Einstein was a keen cyclist and although there is no evidence to suggest he ever attempted a 360-degree back-flip with table-top, nor even a wheelie, it is claimed inspiration for his theory of Special Relativity came to him while riding his bicycle.
One hundred years after the publication of his landmark papers on Special Relativity, Brownian Motion and the Photoelectric Effect, cycling and science will come together once more in another world first: a BMX stunt designed by a physicist.
The stunt will be performed for the first time at the official launch of Einstein Year at Londons Science Museum. It was commissioned by the Institute of Physics to mark the beginning of a year-long celebration of physics.
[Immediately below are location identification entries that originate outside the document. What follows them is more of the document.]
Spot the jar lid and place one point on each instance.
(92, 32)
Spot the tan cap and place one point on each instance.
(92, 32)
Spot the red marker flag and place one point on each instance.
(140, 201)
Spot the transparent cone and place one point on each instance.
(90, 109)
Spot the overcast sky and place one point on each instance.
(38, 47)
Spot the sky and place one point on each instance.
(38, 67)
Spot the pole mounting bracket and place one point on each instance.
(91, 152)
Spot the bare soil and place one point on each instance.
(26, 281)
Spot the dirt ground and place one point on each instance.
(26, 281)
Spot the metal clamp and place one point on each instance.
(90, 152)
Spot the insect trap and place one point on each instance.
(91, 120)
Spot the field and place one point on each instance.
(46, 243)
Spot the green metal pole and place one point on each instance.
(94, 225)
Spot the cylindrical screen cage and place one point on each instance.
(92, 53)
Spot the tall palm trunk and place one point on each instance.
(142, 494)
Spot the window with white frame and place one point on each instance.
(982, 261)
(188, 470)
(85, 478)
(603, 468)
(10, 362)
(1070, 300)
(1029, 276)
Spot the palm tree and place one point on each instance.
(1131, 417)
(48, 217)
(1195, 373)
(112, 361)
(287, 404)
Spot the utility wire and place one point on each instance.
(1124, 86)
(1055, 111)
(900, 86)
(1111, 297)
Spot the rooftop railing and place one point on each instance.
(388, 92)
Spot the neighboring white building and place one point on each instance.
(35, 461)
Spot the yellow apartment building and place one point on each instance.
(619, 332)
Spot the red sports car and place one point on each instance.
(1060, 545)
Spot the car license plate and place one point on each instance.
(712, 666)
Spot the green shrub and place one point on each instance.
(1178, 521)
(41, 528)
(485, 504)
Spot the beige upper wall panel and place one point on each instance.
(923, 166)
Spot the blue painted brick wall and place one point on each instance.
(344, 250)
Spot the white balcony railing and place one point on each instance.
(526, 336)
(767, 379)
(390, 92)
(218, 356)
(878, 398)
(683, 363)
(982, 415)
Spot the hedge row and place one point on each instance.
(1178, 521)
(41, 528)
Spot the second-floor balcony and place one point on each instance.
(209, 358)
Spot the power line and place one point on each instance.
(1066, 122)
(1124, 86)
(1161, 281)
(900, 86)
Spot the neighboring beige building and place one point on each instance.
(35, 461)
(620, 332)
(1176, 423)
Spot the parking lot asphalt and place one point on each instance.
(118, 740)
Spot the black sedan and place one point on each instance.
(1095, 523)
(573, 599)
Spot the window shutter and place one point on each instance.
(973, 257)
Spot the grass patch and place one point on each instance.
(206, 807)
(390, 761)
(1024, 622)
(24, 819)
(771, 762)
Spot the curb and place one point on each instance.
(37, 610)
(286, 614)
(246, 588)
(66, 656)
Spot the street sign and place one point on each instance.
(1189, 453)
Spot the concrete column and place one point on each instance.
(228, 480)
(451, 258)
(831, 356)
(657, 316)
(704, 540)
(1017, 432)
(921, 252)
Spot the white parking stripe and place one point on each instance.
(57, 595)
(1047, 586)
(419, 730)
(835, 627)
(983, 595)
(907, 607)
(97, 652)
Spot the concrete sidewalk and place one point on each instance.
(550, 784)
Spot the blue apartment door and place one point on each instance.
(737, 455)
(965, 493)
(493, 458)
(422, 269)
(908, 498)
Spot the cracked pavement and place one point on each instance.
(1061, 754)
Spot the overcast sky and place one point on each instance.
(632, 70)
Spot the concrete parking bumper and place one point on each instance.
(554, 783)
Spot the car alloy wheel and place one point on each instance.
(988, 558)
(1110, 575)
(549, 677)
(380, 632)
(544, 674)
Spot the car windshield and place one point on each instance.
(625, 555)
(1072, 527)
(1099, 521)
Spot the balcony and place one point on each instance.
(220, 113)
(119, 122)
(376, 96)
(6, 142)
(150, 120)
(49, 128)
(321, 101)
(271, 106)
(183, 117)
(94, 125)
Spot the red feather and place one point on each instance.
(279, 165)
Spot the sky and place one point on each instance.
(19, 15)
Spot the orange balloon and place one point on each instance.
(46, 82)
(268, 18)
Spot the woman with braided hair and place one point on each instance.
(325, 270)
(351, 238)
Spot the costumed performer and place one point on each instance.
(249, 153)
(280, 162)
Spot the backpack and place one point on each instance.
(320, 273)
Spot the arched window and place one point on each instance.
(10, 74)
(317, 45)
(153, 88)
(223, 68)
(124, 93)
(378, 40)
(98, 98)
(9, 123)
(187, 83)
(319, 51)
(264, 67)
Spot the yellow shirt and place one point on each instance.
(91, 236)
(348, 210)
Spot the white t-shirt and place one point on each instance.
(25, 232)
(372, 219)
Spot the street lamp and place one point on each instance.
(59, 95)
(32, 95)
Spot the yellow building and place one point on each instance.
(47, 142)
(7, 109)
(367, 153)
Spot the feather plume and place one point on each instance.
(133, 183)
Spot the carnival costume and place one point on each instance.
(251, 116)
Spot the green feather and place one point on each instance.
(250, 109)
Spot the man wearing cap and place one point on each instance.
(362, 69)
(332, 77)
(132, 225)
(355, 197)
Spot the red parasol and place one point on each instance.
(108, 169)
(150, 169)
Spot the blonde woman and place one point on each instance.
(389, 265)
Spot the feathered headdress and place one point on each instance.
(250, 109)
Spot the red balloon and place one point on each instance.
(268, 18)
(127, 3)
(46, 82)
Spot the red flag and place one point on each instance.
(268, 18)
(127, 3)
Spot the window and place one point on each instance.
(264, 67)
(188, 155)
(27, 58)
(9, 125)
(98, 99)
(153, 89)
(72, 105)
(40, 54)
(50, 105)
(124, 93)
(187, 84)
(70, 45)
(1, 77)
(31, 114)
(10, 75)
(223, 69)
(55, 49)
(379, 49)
Einstein Year is the UKs contribution to the International Year of Physics in 2005.
Caitlin Watson, Einstein Year project manager, said: This innovative bike stunt is the perfect way of illustrating how fun and relevant physics can be to young people.
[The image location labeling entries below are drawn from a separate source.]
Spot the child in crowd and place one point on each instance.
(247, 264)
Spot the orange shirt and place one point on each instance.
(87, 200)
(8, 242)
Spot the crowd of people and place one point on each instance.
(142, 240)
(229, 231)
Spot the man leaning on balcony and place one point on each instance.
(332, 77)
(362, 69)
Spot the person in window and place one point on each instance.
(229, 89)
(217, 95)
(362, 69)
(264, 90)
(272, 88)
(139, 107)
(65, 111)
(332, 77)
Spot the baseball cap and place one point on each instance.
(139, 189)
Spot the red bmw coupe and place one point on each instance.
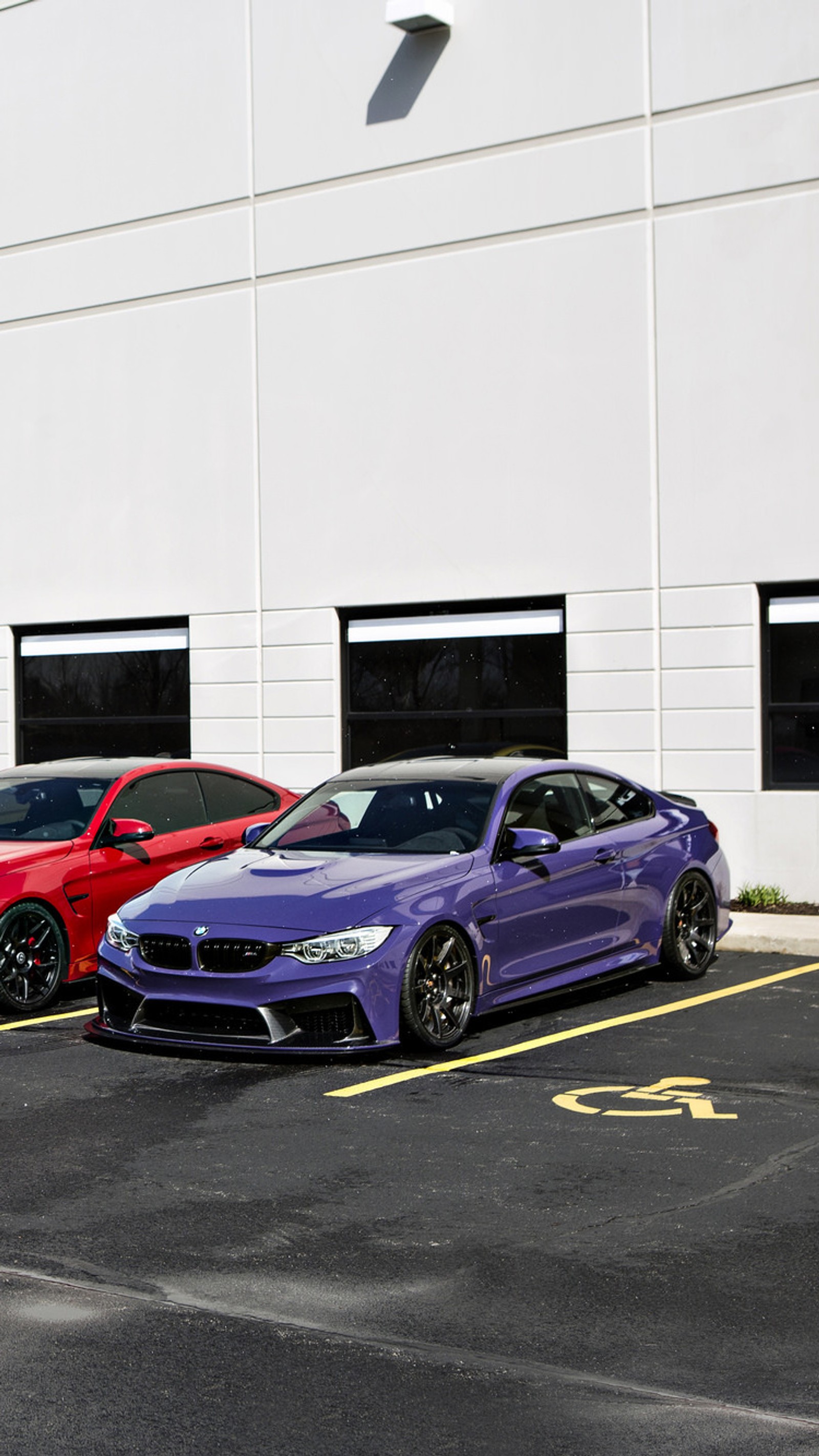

Dubbed the Einstein Flip, the stunt is described as pushing the boundaries of what it is humanly possible to do on a bike by Cambridge University physicist Helen Czerski, who collaborated with professional BMXer Ben Wallace to create the manoeuvre.
The stunt will see 18-year-old Wallace launch off a six-feet high ramp and spin backwards through 360 degrees while simultaneously folding his bike underneath him in a table-top move. At one point, onlookers will see Wallace upside down, travelling at 15mph, with his head 12-feet off the floor.
Czerski said: I spent a lot of time looking at the physics behind various stunts, trying to understand the limits of what is physically possible to determine how far we could push the parameters with our new creation. I then tested our ideas using a computer simulation to plot a new stunt.
The stunt draws upon a variety of physics theories including the conservation of angular momentum and Newton’s laws of motion.
When I first started to work out the details of this trick, I wondered if it was physically possible. But I did the maths – calculating Bens trajectory, where he will be at different times in the air, the shape and height of the ramp, his velocity and so on – and found that yes, it could work.
"Having said that, I wouldnt want try this myself," said Czerski, "however much I trust my physics calculations."